法隆寺について「日本古代史の本」で、これまで、以下2つを書きました。3つめの紹介です。
日本古代史の本 雑誌『サライ 2013年1月号』「法隆寺」特集 2012年12月14日 05時12分41秒 | 雨宮日誌
日本古代史の本 谷沢永一『聖徳太子はいなかった』新潮新書、2004年 2012年12月15日 05時16分04秒 | 日本と世界の古代史
著者の武澤さんは工学博士で一級建築士なので、法隆寺の謎を、科学的に、歴史的に、論理的にしつこく追求しています。こういう本は、大好きです。おすすめです。

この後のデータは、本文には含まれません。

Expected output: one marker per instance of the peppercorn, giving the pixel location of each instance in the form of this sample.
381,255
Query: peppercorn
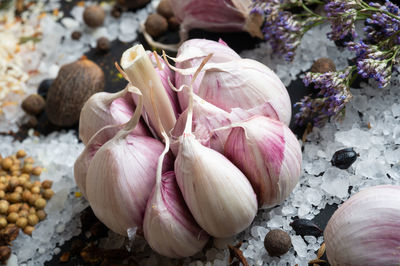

暗記物ではなく、一級の推理小説のような、推理物です。
ー法隆寺は「全焼」したのか?
ー法隆寺が全焼したなら「本尊」は焼けたのか?
ーなぜ「本尊」が2つもあるのか?
ーなぜ現在の法隆寺は左右対称でないのか?
ーなぜ門の真ん中に柱が立っているのか?
ー法隆寺の柱のエンタシスはギリシャ起源か?
ー法隆寺と同じように塔と金堂が横に並ぶ百済大寺との関係は?
ー同じ聖徳太子が作ったという四天王寺のタテ配置との違いはなぜ?
ー法隆寺は「怨霊」の寺なのか?
武澤さんは、法隆寺を追求するなかで、日本文化の原点、東西と南北、そして柱を巡る文化、時計回りと反時計回りなどを浮かび上がらせています。
武澤さんなどのこういう古代文化・古代民俗の追求を、ぼくも考えて、このブログで、これから紹介していきたいと思います。
☆
写真は法隆寺とは無関係ですが、ある日の雨宮家の夕食です。日本文化の模範のような、何でもありの、混合物です。あー、則子さんに作ってもらっていて、評論していてはいけませんね。ごめんなさい。ぼく、一生懸命、食べましたから、許してください。おいしかったです。
歴史科学の本も、自然科学の本も、良質の本は、良質の推理小説のように謎解きがおもしろくて、おいしいですね。おいしい日本古代史の本、おいしい古代遺跡、おいしい古墳、おいしい遺物を紹介していきたいと思います。